I hear you... I've seen more coyotes killed on the road where I hunt than I've shot in the same area.


----------



## JTKillough (May 4, 2010)

That looks like it ought to be crawling with coyote! Secret to high highway kill areas: Hunt close to road. Stay within a half mile to mile from the highway. Coyotes like to patrol along the highway searching and listening for run over meals. A lot of coyotes literally live off that highway. Oops, I just spilled the beans on another of those secret tactics. Damn, there goes my big fat mouth again. I just can't keep a secret!


----------



## azpredatorhunter (Jul 24, 2012)

JTKillough said:


> That looks like it ought to be crawling with coyote! Secret to high highway kill areas: Hunt close to road. Stay within a half mile to mile from the highway. Coyotes like to patrol along the highway searching and listening for run over meals. A lot of coyotes literally live off that highway. Oops, I just spilled the beans on another of those secret tactics. Damn, there goes my big fat mouth again. I just can't keep a secret!

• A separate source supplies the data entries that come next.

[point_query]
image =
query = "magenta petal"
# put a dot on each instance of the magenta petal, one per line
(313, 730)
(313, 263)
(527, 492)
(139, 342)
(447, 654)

 JTK, funny you said that. When Glenway aka Glen was here we made our first stand off the highway near a water tank, nothing showed but I was planning on making a few more stands along the highway where I know no one goes, Glen thought it was to noisy and want to go farther away... I am going to call there the next time I go.


----------



## prairiewolf (Feb 19, 2012)

I agree , hunt close to Highways. I have killed a lot of coyotes sitting just across the fence running along Hwy 260 going to Show Low. There are a lot of hunters out there that thinks it is to noisy, but they are wrong, lol

That is also a place they dont pay as much attention to a vehicle parked. I still park a few hundred yards from where I call but dont worry about hiding it.


----------



## Mark Steinmann (Jan 28, 2014)

I'm in the same boat. Killed quite a few off the highway very close to the road (200 yards or so). In my experience those "highway yotes" come in pretty hard & quick!

Mark

Sent from my SM-G935V using Tapatalk


----------



## Larry (Dec 2, 2010)

Funny you mention highways, when trapping I put traps within a few hundred feet of highways. Add a drag and you don't draw attention to your catch. As JT said "Coyotes like to patrol along the highway searching and listening for run over meals"


----------